How can I call a https endpoint by NSURLConnection sendSynchronousRequest in case of untrusted certificate?

1
votes

I have an IOS6 app, that connects to a REST API to fetch some data.

I use NSURLConnection sendSynchronousRequest in my data fetcher class, and I call its methods by GCD async pattern with blocks from my controller classes. So far so good.

My problem, that I change the API endpoint to https, its certificate is self-signed (I know its secure problems etc, but it is out of question for now).

By using sendSynchronousRequest I can't bypass this problem, because to bypass it, I need to set delegate for NSURLConnection, but in case of sendSynchronousRequest I cant' set delegate, delegate methods just called in case of async calls.

I don't like async request calling, I adore this GCD/sync call pattern very much, it works like a charm, it simple and clear.

So how can I make calls to a https api endpoint by GCD and , NSURLConnection sendSynchronousRequest that bypasses untrusted certificate problem?

Thanks to all!

1
iosobjective-chttpsnsurlconnection

1 Answers

0
votes

You answered your question already yourself:

By using sendSynchronousRequest I can't bypass this problem, because to bypass it, I need to set delegate for NSURLConnection, but in case of sendSynchronousRequest I cant' set delegate, delegate methods just called in case of async calls.

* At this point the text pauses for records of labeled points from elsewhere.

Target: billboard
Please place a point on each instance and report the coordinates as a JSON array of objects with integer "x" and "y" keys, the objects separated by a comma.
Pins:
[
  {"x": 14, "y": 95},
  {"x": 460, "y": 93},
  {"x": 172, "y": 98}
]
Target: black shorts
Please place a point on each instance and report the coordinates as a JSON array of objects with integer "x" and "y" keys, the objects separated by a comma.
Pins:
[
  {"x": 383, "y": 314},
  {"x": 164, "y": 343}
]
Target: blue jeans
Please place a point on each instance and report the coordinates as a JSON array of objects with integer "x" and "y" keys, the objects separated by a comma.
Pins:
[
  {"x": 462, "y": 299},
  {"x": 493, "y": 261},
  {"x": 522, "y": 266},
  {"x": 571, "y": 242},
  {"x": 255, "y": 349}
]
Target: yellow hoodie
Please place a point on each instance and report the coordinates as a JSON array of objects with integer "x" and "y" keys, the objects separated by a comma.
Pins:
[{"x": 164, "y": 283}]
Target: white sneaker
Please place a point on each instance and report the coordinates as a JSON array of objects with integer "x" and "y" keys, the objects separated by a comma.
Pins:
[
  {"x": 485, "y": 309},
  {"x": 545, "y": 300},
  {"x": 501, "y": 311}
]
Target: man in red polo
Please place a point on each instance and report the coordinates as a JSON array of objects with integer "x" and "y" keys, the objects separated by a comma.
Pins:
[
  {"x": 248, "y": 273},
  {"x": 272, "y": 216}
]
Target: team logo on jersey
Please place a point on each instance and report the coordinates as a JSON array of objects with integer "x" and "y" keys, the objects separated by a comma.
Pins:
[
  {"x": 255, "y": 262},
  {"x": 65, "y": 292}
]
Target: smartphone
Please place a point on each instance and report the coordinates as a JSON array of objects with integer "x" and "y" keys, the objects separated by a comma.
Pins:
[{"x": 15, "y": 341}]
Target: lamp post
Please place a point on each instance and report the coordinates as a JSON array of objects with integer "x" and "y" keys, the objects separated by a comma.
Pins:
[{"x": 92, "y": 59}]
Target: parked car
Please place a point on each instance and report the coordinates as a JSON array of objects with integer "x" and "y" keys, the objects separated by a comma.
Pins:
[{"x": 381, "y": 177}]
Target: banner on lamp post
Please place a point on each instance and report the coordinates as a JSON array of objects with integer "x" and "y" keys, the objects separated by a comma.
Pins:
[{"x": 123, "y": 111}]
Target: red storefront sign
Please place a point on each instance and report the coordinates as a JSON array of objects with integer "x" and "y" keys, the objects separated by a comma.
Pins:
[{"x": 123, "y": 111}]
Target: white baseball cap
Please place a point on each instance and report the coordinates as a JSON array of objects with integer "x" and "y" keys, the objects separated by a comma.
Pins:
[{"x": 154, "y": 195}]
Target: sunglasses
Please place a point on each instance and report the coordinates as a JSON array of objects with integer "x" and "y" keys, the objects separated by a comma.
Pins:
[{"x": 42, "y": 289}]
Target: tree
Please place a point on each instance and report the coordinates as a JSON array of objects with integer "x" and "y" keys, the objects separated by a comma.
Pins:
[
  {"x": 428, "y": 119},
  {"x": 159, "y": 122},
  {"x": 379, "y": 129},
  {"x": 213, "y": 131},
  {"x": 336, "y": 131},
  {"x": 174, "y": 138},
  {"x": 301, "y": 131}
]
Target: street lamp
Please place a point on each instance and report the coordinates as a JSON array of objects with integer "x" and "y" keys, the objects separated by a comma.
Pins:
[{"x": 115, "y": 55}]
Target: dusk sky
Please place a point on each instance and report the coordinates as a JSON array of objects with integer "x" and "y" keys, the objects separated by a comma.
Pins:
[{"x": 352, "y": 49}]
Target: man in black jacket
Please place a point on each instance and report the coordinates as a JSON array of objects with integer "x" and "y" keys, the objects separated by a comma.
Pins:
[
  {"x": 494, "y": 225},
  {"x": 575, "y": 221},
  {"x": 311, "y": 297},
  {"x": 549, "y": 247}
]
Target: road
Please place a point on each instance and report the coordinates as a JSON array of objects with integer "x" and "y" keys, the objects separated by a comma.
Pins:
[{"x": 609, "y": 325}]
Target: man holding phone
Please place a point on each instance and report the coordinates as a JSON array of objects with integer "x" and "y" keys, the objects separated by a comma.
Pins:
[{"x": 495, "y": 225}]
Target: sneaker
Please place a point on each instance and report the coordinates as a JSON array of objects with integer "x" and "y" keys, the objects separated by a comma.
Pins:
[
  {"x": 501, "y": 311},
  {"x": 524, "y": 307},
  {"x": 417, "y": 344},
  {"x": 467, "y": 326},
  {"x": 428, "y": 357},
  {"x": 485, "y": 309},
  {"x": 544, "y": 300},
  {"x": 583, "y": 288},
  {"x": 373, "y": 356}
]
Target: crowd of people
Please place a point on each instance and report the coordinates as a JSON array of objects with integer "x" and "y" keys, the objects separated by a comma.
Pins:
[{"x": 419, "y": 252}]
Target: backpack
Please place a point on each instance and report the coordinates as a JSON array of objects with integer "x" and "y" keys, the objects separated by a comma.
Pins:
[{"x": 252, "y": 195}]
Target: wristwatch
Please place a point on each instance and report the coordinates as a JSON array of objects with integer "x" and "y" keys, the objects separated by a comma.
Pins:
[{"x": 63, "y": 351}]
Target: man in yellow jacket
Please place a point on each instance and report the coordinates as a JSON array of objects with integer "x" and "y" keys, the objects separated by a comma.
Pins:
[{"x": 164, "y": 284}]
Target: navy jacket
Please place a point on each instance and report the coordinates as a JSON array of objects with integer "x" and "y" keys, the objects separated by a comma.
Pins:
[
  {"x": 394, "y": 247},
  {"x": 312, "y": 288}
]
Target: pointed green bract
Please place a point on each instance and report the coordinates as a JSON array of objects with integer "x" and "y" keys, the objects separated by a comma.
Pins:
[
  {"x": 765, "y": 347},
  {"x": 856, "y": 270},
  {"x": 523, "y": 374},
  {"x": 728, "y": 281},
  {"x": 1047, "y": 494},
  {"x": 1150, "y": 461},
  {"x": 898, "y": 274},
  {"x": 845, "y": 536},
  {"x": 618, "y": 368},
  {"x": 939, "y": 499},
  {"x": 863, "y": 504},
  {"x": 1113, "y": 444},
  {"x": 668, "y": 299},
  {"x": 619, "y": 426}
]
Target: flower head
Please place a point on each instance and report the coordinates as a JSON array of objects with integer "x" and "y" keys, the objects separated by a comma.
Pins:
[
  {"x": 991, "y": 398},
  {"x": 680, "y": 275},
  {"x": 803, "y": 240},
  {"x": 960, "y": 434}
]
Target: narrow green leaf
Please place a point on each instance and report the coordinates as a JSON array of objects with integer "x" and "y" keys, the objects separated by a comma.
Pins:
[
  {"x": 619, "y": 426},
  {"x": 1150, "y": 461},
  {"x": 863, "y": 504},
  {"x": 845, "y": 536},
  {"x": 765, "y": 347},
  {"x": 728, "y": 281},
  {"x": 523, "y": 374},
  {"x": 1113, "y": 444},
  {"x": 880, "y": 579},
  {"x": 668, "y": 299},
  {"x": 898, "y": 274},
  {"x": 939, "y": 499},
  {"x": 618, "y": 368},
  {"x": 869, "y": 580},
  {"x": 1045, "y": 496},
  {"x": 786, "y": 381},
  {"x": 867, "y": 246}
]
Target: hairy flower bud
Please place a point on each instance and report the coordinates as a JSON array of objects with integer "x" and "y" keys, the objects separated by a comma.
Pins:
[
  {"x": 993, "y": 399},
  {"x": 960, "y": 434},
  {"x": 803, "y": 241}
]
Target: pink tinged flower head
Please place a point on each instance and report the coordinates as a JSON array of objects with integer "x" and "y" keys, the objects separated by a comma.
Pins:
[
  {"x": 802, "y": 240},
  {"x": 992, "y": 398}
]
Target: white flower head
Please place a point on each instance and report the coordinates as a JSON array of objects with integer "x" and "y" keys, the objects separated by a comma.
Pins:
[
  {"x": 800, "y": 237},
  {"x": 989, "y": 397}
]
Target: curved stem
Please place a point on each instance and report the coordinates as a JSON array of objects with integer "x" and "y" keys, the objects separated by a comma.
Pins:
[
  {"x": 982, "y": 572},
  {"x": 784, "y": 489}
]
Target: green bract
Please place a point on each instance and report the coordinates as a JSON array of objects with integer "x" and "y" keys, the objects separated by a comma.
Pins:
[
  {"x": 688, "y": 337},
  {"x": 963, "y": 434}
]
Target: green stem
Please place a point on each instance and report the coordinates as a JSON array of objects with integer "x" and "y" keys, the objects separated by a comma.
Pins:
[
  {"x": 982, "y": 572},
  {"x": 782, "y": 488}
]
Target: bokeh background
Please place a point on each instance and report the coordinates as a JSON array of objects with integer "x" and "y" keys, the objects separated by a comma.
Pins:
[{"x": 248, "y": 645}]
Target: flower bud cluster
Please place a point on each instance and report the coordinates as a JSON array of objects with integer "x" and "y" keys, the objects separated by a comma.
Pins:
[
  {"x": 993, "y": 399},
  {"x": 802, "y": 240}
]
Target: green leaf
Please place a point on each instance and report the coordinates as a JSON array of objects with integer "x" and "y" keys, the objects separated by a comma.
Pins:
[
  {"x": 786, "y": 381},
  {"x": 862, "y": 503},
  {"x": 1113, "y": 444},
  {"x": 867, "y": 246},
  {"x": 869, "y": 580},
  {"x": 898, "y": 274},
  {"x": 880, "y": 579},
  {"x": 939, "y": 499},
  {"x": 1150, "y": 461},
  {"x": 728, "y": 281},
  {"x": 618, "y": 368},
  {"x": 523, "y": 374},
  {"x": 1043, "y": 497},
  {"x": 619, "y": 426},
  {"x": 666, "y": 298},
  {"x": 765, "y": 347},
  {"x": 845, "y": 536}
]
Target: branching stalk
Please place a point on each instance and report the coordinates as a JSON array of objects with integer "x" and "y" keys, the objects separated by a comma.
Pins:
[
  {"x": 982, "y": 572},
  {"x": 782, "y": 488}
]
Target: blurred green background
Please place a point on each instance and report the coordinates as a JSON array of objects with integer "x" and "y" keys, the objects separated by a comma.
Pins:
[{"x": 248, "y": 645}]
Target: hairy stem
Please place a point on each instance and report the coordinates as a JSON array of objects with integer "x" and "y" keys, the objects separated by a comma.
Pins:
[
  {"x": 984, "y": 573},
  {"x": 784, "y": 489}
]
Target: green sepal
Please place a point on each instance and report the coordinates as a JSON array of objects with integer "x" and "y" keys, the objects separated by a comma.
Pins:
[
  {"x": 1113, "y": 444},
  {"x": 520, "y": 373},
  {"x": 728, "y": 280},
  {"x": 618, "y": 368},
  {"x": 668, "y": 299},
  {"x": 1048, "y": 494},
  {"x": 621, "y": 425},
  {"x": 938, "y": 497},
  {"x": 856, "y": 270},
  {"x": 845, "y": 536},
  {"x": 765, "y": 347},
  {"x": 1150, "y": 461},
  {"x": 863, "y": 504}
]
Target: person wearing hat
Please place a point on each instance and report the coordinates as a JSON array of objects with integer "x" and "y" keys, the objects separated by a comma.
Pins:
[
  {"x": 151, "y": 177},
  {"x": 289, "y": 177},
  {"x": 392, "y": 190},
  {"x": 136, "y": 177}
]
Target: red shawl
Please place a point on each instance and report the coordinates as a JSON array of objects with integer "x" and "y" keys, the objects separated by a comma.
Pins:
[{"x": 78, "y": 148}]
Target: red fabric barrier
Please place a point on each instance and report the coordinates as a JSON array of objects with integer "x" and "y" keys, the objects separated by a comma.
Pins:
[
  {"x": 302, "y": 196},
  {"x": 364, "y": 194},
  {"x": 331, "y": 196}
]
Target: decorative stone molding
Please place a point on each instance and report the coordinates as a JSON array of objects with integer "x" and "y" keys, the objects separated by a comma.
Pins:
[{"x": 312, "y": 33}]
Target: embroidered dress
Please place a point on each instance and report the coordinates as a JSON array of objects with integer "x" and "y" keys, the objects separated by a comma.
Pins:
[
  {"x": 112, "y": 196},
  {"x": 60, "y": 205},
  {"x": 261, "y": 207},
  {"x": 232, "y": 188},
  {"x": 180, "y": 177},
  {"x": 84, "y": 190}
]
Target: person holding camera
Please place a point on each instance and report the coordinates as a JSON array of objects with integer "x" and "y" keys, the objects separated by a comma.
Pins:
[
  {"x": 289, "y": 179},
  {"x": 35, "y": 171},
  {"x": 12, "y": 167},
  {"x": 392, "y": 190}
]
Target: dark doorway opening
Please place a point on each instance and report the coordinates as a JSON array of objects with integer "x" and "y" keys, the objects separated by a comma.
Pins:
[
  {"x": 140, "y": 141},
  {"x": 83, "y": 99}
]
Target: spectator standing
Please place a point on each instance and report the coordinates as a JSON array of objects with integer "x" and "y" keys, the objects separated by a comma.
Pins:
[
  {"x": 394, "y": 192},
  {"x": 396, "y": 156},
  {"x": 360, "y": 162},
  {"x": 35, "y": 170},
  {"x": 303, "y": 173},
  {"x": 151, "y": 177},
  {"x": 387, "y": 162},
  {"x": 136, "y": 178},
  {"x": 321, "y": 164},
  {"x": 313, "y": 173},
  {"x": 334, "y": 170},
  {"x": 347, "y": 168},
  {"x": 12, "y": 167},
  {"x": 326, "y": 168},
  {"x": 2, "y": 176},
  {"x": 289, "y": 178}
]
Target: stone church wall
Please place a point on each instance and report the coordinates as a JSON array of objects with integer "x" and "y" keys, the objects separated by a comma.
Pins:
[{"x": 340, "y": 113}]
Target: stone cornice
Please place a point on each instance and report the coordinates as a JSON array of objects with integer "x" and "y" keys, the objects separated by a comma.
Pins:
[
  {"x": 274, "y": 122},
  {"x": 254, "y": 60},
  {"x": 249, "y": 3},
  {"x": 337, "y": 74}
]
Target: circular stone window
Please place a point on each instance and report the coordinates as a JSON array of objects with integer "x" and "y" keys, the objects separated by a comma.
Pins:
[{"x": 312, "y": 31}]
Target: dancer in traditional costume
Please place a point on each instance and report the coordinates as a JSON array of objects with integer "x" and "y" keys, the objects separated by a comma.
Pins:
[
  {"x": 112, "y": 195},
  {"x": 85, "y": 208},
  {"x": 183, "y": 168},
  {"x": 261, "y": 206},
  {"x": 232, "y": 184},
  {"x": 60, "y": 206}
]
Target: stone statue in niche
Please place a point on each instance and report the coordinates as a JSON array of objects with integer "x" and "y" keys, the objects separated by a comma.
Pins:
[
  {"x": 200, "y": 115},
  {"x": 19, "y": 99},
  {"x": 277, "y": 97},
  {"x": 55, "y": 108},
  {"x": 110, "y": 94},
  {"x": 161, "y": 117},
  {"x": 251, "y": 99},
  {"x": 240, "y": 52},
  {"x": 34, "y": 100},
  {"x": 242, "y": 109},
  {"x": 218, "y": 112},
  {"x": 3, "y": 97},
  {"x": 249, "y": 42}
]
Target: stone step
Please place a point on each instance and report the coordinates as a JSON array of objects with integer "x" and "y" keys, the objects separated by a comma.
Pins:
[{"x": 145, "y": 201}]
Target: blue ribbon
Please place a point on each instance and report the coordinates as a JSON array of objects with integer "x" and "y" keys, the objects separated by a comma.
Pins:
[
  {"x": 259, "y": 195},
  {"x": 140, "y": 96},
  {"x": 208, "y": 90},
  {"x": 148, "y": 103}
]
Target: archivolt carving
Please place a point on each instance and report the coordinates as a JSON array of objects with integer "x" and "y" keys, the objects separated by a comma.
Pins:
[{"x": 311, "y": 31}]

You should really get used to the asynchronous style. The approach with a synchronous call within a dispatch_async call is suboptimal to say the least.

The method sendSynchronousRequest is for beginners and toy apps. IMHO, Apple should really deprecate this method and remove it in the next iOSs.

The method sendAsynchronousRequest:queue:completionHandler: is for demonstration purposes, sample apps, prove of concept, and very simple requests not using authentication and https.

Finally, using the asynchronous style with implementing the delegates is for "serious" and release apps. Any serious app should use https when talking to a dedicated server, unless the server is public and does not support https.

Once your have switched to asynchronous style, there might be an answer to your actual question. However, there is no need to bypass a certificate - rather you will use the certificate as it is used in the release app.